Economia

Exportações de minério de ferro de Minas recuam por impacto da guerra no Oriente Médio

Baixa foi de 5,5% frente aos primeiros cinco meses de 2025, segundo Mdic; conflito foi uma das principais causas do recuo das vendas da commodity
Exportações de minério de ferro de Minas recuam por impacto da guerra no Oriente Médio
Conflitos na região afetaram embarques para Bahrein e Omã, que ocupam top 3 de destinos do produto | Foto: Reprodução Adobe Stock / Nasser Dine Bougatt

As exportações de minério de ferro de Minas Gerais recuaram 5,5% nos primeiros cinco meses de 2026 em relação a igual período de 2025, totalizando US$ 4,3 bilhões.
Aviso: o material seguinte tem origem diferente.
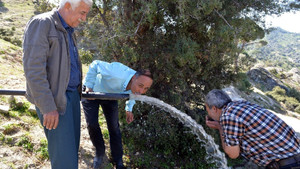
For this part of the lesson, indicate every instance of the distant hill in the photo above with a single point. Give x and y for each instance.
(282, 49)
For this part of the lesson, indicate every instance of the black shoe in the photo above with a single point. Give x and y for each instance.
(119, 165)
(97, 162)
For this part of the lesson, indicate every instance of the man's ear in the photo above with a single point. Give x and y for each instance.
(67, 6)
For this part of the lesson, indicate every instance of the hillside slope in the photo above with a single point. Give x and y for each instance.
(282, 49)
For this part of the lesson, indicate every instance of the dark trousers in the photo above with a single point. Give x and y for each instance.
(110, 110)
(63, 142)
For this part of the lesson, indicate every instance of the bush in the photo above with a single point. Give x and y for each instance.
(243, 84)
(86, 56)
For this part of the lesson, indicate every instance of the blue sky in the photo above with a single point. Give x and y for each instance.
(287, 21)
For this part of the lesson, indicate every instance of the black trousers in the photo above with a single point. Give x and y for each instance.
(110, 110)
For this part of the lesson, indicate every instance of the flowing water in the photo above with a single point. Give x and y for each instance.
(213, 153)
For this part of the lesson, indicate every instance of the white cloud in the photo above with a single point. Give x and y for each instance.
(287, 21)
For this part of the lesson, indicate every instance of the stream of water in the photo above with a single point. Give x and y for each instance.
(213, 153)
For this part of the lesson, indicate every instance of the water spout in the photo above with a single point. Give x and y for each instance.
(212, 150)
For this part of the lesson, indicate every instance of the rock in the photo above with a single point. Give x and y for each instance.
(4, 109)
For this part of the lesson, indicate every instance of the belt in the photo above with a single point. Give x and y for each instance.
(289, 160)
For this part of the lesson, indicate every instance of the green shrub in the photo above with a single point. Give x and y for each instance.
(297, 109)
(25, 142)
(294, 93)
(243, 84)
(43, 150)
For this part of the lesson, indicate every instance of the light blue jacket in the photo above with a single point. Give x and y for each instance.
(110, 78)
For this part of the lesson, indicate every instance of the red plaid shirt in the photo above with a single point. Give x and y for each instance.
(261, 135)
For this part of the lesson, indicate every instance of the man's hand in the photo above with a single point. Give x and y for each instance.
(212, 124)
(129, 117)
(51, 120)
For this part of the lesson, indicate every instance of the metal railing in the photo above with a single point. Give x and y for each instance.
(89, 95)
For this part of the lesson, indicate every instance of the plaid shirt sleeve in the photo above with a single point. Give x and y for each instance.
(233, 129)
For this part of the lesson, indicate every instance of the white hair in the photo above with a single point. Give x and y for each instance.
(74, 3)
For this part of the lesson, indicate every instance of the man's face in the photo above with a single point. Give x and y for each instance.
(140, 84)
(74, 17)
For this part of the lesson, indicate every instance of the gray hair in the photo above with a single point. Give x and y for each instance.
(74, 3)
(218, 98)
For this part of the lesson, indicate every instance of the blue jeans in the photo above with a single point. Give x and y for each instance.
(63, 142)
(110, 110)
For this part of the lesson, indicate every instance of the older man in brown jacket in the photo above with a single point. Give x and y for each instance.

Em maio, na mesma base de comparação, a redução foi de 21,7%, para US$ 752,7 milhões.

Os dados constam na plataforma Comex Stat, da Secretaria de Comércio Exterior do Ministério do Desenvolvimento, Indústria, Comércio e Serviços (Secex/Mdic).
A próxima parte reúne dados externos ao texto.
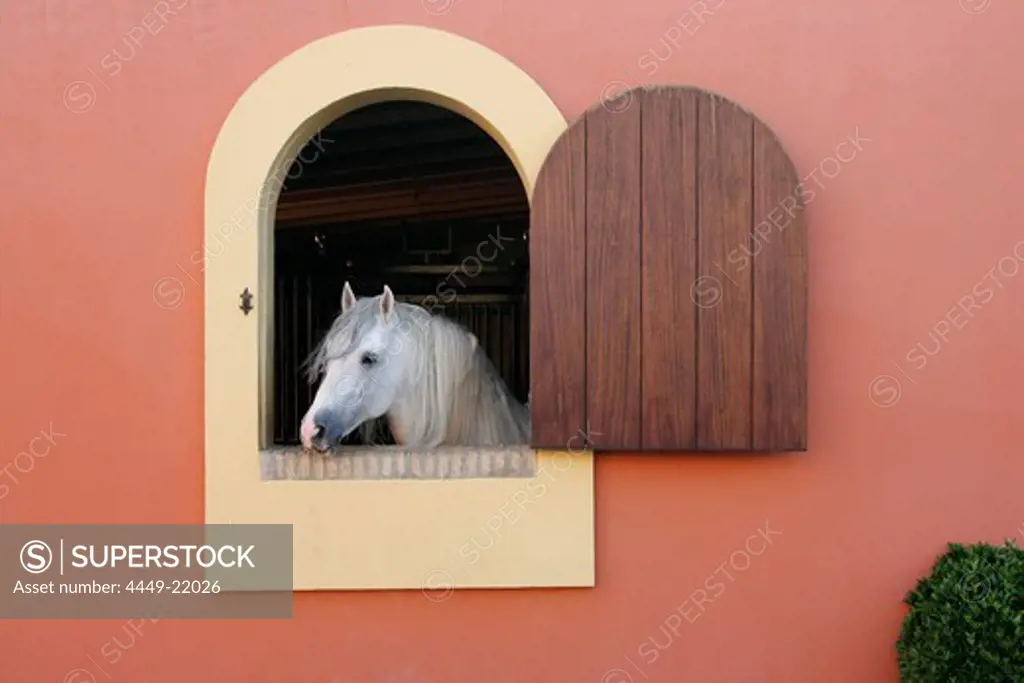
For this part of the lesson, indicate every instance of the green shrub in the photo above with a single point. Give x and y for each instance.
(966, 623)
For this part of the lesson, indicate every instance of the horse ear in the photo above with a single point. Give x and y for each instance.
(347, 298)
(387, 303)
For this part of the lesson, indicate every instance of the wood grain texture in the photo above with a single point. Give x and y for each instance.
(779, 263)
(613, 415)
(724, 319)
(668, 266)
(558, 294)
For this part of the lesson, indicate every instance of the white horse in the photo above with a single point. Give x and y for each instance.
(427, 374)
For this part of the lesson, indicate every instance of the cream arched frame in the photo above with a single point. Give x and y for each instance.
(371, 534)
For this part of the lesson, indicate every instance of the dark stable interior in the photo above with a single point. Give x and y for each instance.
(415, 197)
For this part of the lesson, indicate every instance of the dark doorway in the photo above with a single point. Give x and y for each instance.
(413, 196)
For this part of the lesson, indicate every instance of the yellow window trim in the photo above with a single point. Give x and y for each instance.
(487, 532)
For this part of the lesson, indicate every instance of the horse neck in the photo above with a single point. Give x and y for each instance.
(443, 403)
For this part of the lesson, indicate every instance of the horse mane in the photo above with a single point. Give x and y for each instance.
(454, 394)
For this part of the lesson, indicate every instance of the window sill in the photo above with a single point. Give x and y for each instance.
(388, 462)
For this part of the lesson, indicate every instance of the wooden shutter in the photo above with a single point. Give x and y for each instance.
(669, 281)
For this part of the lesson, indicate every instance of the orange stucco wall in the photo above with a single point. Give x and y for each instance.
(912, 232)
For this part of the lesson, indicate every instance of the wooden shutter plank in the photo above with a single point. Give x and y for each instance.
(669, 264)
(779, 265)
(724, 326)
(613, 278)
(557, 295)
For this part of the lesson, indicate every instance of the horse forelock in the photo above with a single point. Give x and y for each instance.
(457, 396)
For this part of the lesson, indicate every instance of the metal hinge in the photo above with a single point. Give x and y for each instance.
(247, 301)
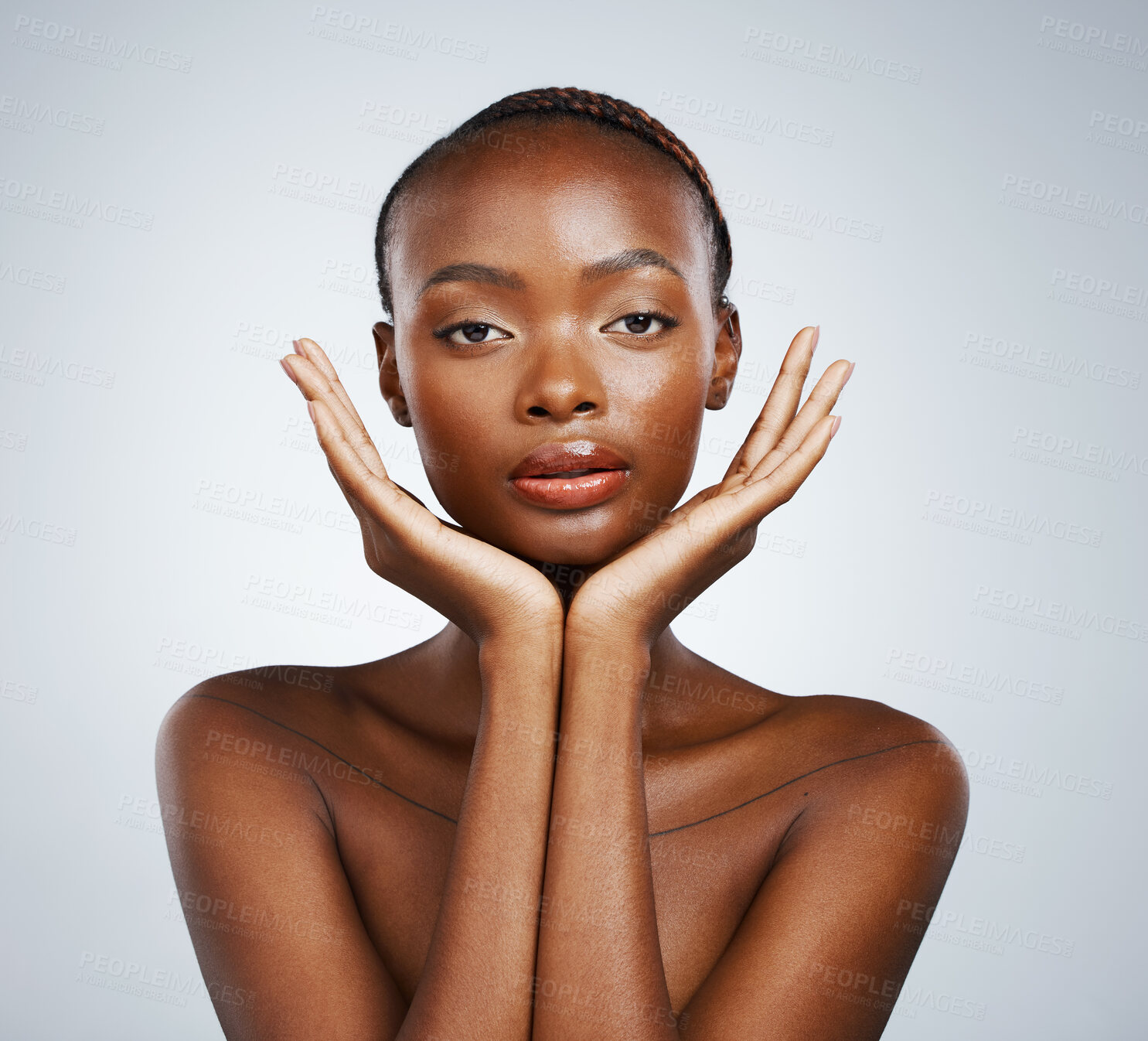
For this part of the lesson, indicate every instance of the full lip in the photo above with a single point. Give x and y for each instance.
(570, 476)
(572, 458)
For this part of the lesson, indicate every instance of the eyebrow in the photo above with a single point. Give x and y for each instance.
(627, 260)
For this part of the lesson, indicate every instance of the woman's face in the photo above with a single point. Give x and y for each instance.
(551, 290)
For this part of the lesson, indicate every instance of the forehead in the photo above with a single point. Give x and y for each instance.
(547, 196)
Segundo o analista de negócios internacionais da Federação das Indústrias do Estado de Minas Gerais (Fiemg), Felipe Ramon, o resultado negativo no acumulado do ano decorreu, principalmente, da guerra no Oriente Médio. Os conflitos afetaram os embarques para Bahrein e Omã, que ocupam o top três de destinos da commodity produzida no Estado e, juntos, concentraram 67,5% de todas as quedas observadas.
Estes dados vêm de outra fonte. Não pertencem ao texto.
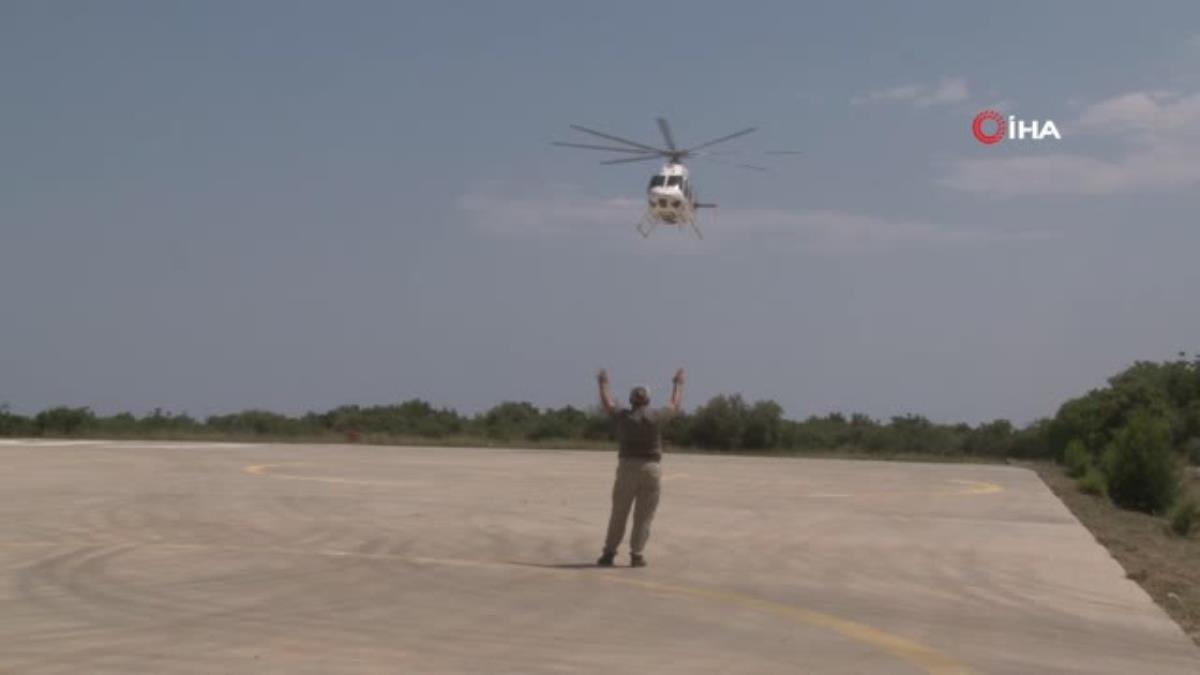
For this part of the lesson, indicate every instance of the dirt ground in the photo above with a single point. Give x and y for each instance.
(1167, 566)
(211, 557)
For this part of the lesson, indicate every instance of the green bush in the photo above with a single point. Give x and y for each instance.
(1141, 470)
(1092, 483)
(1077, 459)
(1192, 448)
(1186, 518)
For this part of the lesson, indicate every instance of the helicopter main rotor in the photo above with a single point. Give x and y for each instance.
(642, 151)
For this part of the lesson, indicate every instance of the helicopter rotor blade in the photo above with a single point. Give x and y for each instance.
(724, 138)
(589, 147)
(627, 160)
(666, 133)
(616, 138)
(713, 157)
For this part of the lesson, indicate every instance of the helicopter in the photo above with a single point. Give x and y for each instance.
(670, 196)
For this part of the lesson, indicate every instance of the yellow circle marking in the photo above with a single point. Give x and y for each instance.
(927, 658)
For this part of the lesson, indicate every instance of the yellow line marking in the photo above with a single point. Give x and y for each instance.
(265, 470)
(927, 658)
(970, 488)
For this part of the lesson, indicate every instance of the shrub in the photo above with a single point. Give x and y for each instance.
(1077, 459)
(1186, 518)
(1141, 470)
(1192, 448)
(1092, 483)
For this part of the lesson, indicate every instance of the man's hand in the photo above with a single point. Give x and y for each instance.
(677, 390)
(606, 401)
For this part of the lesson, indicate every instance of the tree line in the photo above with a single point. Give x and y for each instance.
(1126, 438)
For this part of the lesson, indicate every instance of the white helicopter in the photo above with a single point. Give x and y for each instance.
(670, 196)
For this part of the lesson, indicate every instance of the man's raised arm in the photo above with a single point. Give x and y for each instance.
(605, 396)
(677, 390)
Contribuindo para que a queda geral não fosse maior, as vendas de minério de ferro para a China, principal cliente de Minas Gerais, aumentaram 2,6% entre janeiro e maio deste ano, ante o mesmo intervalo do ano passado. Da mesma forma, houve alta nas compras de países importantes como Índia, de 492%, Turquia, de 107%, e Japão, de 27%.

Por outro lado, em maio, as exportações para os chineses caíram 18,9% sobre o mesmo período do ano anterior. “Esse é um momento em que a China está com uma produção de aço menor, com o mercado imobiliário pressionado. Vínhamos falando desde o ano passado sobre a desaceleração do crescimento da economia chinesa, que é basicamente o que domina os fatores para as altas ou baixas do preço do minério de ferro”, explica Ramon.

Expectativa para os próximos meses

Conforme o analista da Fiemg, é preciso ficar atento aos movimentos do gigante asiático, além de observar os desdobramentos da guerra no Oriente Médio. Em maio, o Bahrein não recebeu embarques, assim como não havia recebido em abril. No entanto, Omã voltou a importar minério de ferro de Minas Gerais após dois meses sem compras. De acordo com ele, esse movimento pode ter relação com a diminuição dos conflitos, porém não dá para afirmar que continuará ocorrendo nos próximos meses.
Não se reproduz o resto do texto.